SHARED EVALUATION PRACTICES FOR MULTIDISCIPLINARY SUBJECTS TO IMPROVE STUDENTS’ MOTIVATION
About this paper:
Appears in: EDULEARN11 Proceedings
Publication year: 2011
Conference name: 3rd International Conference on Education and New Learning Technologies
Dates: 4-6 July, 2011
Location: Barcelona, Spain
Abstract:Introduction and objectives
Nowadays, we are involved in an educational changing process, which leads to, among others, a huge change in the teaching/learning paradigm (Del Pozo, 1994). The new European High Education Space has adopted such a new approach, focused on the student rather than on the docent. The docent’s role is more about to define what the learning objectives are, how much workload this will result in and to provide the necessary mechanisms to facilitate the students’ learning. In this new university educational ecosystem the most important thing is that the student learns. This is not an easy task and the docents should think of applying diverse tools to accomplish such a task. In this sense, adequate evaluation procedures are a source of motivation that can lead to improve the students’ attention towards the subject (Rodriguez et al., 2006). Moreover, appropriate and fair evaluation procedures will also result on achieving better results (Gupta, 2004). A good method for properly carrying out this sort of evaluations is thorough the called formative evaluation, which aims to highlight, as soon as they are detected, mistakes about students’ work (Morales, 2007). In this sense, one of the most important objectives is to incorporate effective and timely mechanisms that will provide feedback to student about their work. Then, students could check several control points about their work being then able to correct their mistakes and/or complement it with the docents’ comments.

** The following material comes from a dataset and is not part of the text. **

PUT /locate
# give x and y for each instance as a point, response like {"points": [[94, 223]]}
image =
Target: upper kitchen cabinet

This work aims to achieve that students get involved in the learning process of the subject called “Design of Productive Systems”, which is taught in the second year of the Degree of Industrial Organization Engineer, through the analysis of multiple situations and the construction of the correspondent solutions. Such a subject has got a strong multidisciplinary character, as the students should prove advanced knowledge on several areas of knowledge.
The developed method can be broken down in the next phases:
• Design of practical problems.
• Identification of areas that will be, very likely, a source of problems for students and that we do not dominate. Contact with other docents who are experts on these areas.

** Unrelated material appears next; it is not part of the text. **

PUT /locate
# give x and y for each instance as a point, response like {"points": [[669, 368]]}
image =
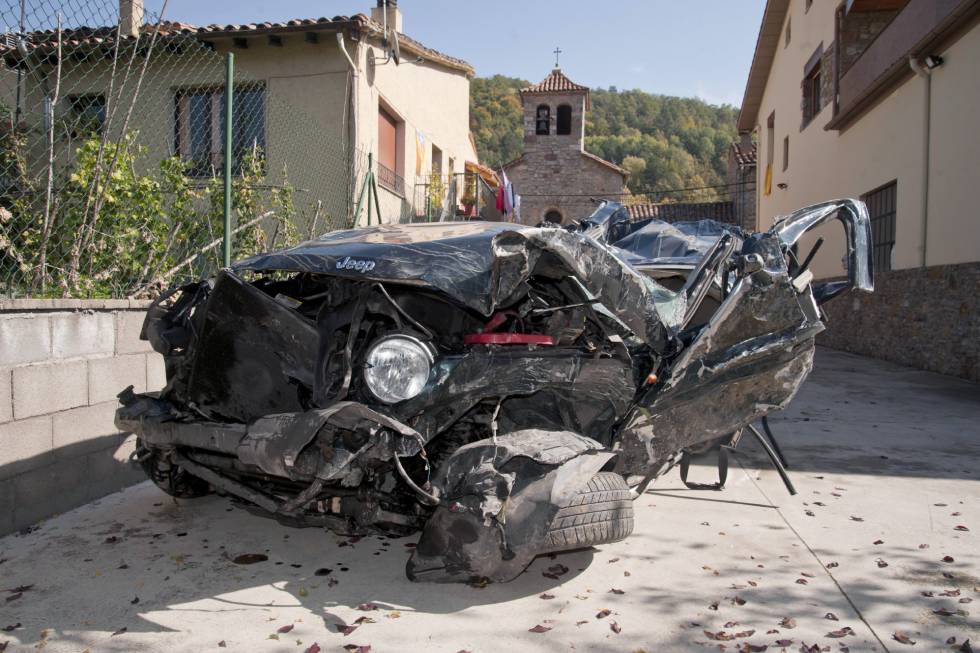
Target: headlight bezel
{"points": [[420, 346]]}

• Design of a system with several points for autonomous evaluation.
• Implement such a system within the University docent platform and provide access to students.
Main achieved results and conslusions
Generally speaking, it is possible to affirm that the results achieved with the application of the present evaluation system have been satisfactory, as the percentage of failed students has dropped to a 15%, improving alongside students’ satisfaction. Many students have affirmed that the fact of getting refreshed past knowledge by the hand of experts in the matter has made them to see them from a different perspective, more applied. This has resulted into being much more convinced about both the utility and applicability of such knowledge.
However, some barriers also came up within both the implementation and application process. Thus, the experts on the different thematic supporting this work offered their work without any compensation. If this sort of evaluation procedure is aimed to be extended and generalised within university ambits, mechanisms that would include some type of reward for these experts should be added.
Keywords: Multidisciplinary assessment, learning, control points.